Geh am besten zu Baltic Kölln nach Burgstaaken ( Hafen Burg). Dort gibt es Wattwürmer und auch Wattwurmnadeln. Die funktionieren etwas anderes. Diese haben an dem einem Ende der Nadel eine Öffnung wo die Hakenspitze reingeschoben wird. Dann wird der Wurm direkt auf den Haken auf gezogen und nicht erst über die Schnur. Aber frag einfach im Fachgeschäft vor Ort. Die helfen dir gerne bei den Montagen, Würmern und haben auch bestimmt Insider Infos wo sich ein Ansitz grade lohnt!! Ich bin auch ab dem 14.08 wieder eine Woche in Burg!!:m


----------



## marioschreiber (30. Juli 2011)

*AW: Fehmarn*



B.O.S. schrieb:


> ...Fehmarn ist zwar klein und hat fast keine Einwohner, aber ich kann mir nicht vorstellen, das man dort keine Wattwürmer pümpeln kann



Ich glaube du hast da ein etwas falsches Bild .
Wenn ich es richtig verstehe kommst du mit dem Zug !?
Wie denkst du kommst du zum plümpern ? 
Wie abends an den Strand zum angeln ?
Ich denk mal das Geld für Würmer ist das kleinere Problem ....
Von der Jugendherberge zum nächsten Strand sind es gute vier Kilometer.
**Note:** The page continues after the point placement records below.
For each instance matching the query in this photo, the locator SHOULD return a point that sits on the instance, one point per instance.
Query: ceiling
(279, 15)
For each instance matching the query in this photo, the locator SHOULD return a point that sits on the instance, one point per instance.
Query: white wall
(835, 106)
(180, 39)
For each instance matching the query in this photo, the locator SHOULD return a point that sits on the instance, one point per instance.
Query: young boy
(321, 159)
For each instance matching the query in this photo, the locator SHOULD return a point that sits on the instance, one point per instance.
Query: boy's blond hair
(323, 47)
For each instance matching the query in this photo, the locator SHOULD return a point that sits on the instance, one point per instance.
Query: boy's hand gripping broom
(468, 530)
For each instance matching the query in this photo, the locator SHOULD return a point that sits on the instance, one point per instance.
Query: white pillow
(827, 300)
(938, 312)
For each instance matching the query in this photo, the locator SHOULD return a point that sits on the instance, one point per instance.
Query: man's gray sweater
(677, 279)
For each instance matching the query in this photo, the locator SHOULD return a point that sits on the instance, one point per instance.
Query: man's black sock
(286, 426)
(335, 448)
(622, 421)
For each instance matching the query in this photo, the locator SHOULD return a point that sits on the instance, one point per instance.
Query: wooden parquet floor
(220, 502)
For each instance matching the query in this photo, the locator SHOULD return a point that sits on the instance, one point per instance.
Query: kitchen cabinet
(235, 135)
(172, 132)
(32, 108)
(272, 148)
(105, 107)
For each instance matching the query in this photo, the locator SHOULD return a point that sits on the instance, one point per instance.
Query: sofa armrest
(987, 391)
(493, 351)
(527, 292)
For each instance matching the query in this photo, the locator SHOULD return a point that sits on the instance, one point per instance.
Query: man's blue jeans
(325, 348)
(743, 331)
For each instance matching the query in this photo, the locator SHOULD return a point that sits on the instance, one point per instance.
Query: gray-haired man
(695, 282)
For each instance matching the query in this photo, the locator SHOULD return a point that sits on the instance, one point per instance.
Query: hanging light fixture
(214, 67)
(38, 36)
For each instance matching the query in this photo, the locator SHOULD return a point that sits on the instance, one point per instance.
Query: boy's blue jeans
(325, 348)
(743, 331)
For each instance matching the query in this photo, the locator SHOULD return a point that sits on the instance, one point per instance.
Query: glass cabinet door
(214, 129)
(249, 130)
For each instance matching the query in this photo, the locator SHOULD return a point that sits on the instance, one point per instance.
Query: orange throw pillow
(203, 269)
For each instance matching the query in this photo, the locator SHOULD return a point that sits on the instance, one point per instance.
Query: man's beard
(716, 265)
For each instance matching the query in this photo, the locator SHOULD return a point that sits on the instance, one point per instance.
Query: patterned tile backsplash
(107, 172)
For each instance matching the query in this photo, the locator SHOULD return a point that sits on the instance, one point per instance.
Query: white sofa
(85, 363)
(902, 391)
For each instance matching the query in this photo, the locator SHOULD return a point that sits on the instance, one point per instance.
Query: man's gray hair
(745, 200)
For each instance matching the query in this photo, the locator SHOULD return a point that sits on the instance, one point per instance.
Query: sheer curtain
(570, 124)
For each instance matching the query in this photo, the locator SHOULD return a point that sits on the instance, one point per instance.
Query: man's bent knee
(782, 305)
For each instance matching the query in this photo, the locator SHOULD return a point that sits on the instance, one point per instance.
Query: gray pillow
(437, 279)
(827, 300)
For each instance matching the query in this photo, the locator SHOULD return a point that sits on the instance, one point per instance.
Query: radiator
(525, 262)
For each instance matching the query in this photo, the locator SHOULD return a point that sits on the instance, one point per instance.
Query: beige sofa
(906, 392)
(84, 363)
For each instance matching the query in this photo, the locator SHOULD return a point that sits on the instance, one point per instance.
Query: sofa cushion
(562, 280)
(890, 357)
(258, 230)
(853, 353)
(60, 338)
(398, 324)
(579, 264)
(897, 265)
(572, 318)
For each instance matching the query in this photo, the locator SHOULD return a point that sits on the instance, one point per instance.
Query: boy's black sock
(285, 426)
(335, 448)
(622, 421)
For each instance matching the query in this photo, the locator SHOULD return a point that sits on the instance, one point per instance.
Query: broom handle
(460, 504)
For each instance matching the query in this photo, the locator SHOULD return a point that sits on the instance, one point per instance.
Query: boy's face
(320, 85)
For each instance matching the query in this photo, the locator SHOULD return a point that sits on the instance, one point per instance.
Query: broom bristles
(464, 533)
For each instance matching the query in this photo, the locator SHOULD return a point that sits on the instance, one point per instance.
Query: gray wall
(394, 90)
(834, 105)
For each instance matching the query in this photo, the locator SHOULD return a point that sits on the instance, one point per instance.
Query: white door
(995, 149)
Und das ist reiner Badestrand. Nix mit angeln, und auch nix mit plümpern. Der nächste relativ gute Strand zum Brandungsangeln ist die Gegend Staberhuk - Katharinenhof (6 - 8 Kilometer).
Wenn der Wind nicht mitspielt dann musst du an die Westküste (12 - 14 Kilometer) .

Aber Fehmarn ist ja klein .....


----------



## B.O.S. (30. Juli 2011)

*AW: Fehmarn*

Das mit dem Nichtraucher stimmt...bin ich zum Glück schon seid 2 Monaten.

Sowas wie Busse fahren denke ich auch mal auf Fehmarn....deswegen werde ich gleich mal in Burg zur Info gehen und mich erkundigen, denn ich wollte mir eine Wochenkarte kaufen.

4 Kilometer bin ich vom Rhein gewohnt, als ich immer zu den Buhnen laufen mußte.


----------



## marioschreiber (30. Juli 2011)

*AW: Fehmarn*

Busse !?
Eigentlich nur zwischen Burg, Landkirchen , Petersdorf .... und Puttgarden .
Die ganzen kleinen Küstendörfer fahren die nicht an ! 
Das kannst du vergessen !


----------



## nobbi1962 (30. Juli 2011)

*AW: Fehmarn*

Moin B.O.S. und kauf dir noch ein 1-Haken-Systeme mit nach unten direkt über dem Blei geclipter Mundschnur (Weitwurfsysteme) frag im Laden nach 
Mfg nobbi


----------



## B.O.S. (1. August 2011)

*AW: Fehmarn*

Sodelle,
hab mich noch ein wenig erkundigt....


Also mit dem Bürgerbus ist fast alles zu erreichen. 
Dieser fährt ca. 3 mal am Tag verschiedenste Routen auf der Insel ab, zudem kostet der nur 0,5 € pro Tour für die Inselbesucher, die auch Kurtaxe bezahlen.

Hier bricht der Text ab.